Of life prisoners eligible for parole, up to four percent have been found by parole commissioners to be suitable for parole. The governor still retains the right to veto the parole of anyone with a life sentence. In 2004, of 207 people the Board of Parole Hearings granted approval to be paroled, Gov. Arnold Schwarzenegger allowed 72 of those to actually be paroled. In '05, he approved 35 of 179 grants; and in '06, 25 of 204 grants.

The Alliance asserts in its public report, "California's Parole Board Crisis," that "some of the inmates that have received grants are not suitable for release and cause a serious threat to society."

The Alliance urges the appointment of appointees to the parole board who have law enforcement backgrounds. They want the governor "to only appoint new commissioners with strong 'tough on crime' views and a seriousness in protecting public safety."

Public safety is essentially determined by the gravity of the crime and not by subsequent efforts of inmates to rehabilitate themselves while in prison. Yet victims of crime and their family members have various points of view on paroling inmates.

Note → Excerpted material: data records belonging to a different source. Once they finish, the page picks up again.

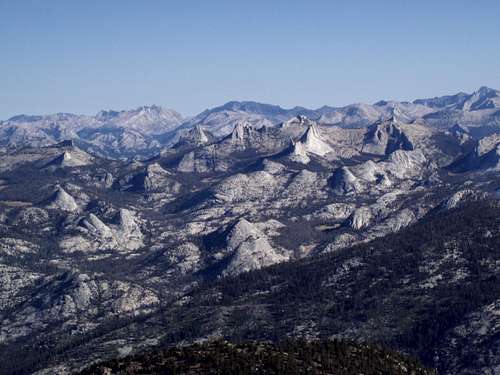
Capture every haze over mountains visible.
[0,87,500,374]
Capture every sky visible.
[0,0,500,119]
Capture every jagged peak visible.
[231,121,253,141]
[300,122,332,156]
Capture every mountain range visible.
[0,88,500,375]
[0,87,500,159]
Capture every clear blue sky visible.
[0,0,500,119]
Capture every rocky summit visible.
[0,87,500,374]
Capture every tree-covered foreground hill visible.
[81,340,436,375]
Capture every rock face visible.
[450,134,500,172]
[0,90,500,373]
[222,219,288,276]
[47,187,79,212]
[362,118,414,155]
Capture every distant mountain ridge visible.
[0,86,500,158]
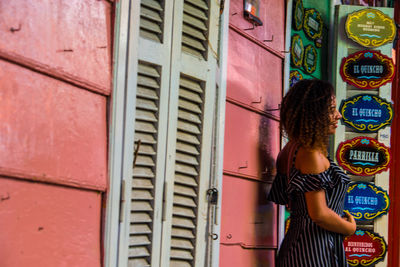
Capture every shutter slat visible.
[172,206,196,218]
[130,212,152,223]
[180,77,203,94]
[131,200,153,211]
[175,173,197,186]
[171,238,194,250]
[176,142,200,156]
[136,109,157,122]
[137,86,158,100]
[140,6,162,23]
[177,131,200,145]
[183,14,207,31]
[178,99,201,114]
[176,153,199,166]
[178,120,201,135]
[136,98,158,111]
[179,88,203,104]
[182,24,207,41]
[129,235,151,246]
[174,195,196,208]
[183,1,207,20]
[130,223,151,235]
[171,228,195,239]
[175,162,198,176]
[128,258,151,267]
[133,166,155,179]
[128,246,150,258]
[138,75,160,89]
[132,189,153,200]
[171,249,193,260]
[174,185,197,198]
[141,0,163,11]
[185,0,208,10]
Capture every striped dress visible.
[268,151,350,267]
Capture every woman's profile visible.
[268,79,356,267]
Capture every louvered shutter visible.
[161,0,219,267]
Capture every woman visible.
[268,80,356,267]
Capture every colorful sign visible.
[339,94,393,132]
[340,50,394,89]
[289,70,303,87]
[303,45,317,74]
[290,34,304,67]
[303,8,324,40]
[345,8,396,47]
[344,182,390,221]
[343,230,387,266]
[336,136,391,176]
[293,0,304,31]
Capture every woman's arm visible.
[305,190,356,235]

Aba Gayle, whose teenage daughter Catherine was murdered in 1980, said her life was destroyed for some eight years after her daughter's violent death. "I was very angry for a very long time," Gayle told The Tidings during a telephone interview.

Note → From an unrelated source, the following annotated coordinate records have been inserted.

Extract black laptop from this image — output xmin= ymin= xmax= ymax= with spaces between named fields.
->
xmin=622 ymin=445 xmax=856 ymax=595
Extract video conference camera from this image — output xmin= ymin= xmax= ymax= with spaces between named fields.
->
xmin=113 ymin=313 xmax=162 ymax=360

Eventually she sought out a Christian church and started on what she describes as a path towards healing. "I got a deep inside knowing that we're all one. We're connected to every human being and we're connected to the God-spirit in each one of us, said Gayle. "Jesus came to teach us that we're only here for one purpose --- to love one another."

It led her to write a letter to the man who killed her daughter, Douglas Mickey, to say she had forgiven him. Eventually she traveled to San Quentin State Prison to meet him. Gayle came to believe in the sincerity of his remorse and his rehabilitation. As a result she is outspoken against the death penalty.

Gayle believes that inmates who are serving life sentences with the possibility of being paroled and who have demonstrated rehabilitation while in prison should be paroled.

"I believe in restorative justice. I don't think we change people by being cruel, and I think our prison system is unnecessarily cruel, and the sentences are too long," said Gayle. "Prisons should be places where people go to be healed, not to be punished. We should be teaching them skills. We should be helping them to be ready [to be paroled]."

Small hopes
Carol, who did not give her last name, has been at CIW for 23 years. A victim of domestic violence who one day killed her husband, Carol plea bargained for second degree murder. Her situation as a battered woman was not considered.

More than two decades in prison "wears you down --- your physical and emotional health," said Carol, 59. "You wish you were dead. This is a slow torture existence. This the only place that when a lifer dies, the other lifers envy her. She got out."

A former photo journalist, she went before the parole board in the mid 1990s and was denied. She called the experience "extreme emotional trauma" and was subsequently referred to see a psychiatrist. Despite years in prison aimed at rehabilitation, the board asked her to talk about her original crime, said Carol.

Currently she is petitioning the courts with a writ of habeas corpus to consider whether as a battered woman she should be released. She's awaiting a judge's response.

In the meantime she finds comfort in taking care of a small cat who wanders about the prison grounds. When it rains, Carol sits outside with an umbrella to cover her pet whom she named Paws. "She's my reason for going on," said Carol. "Someone to love and to love me back."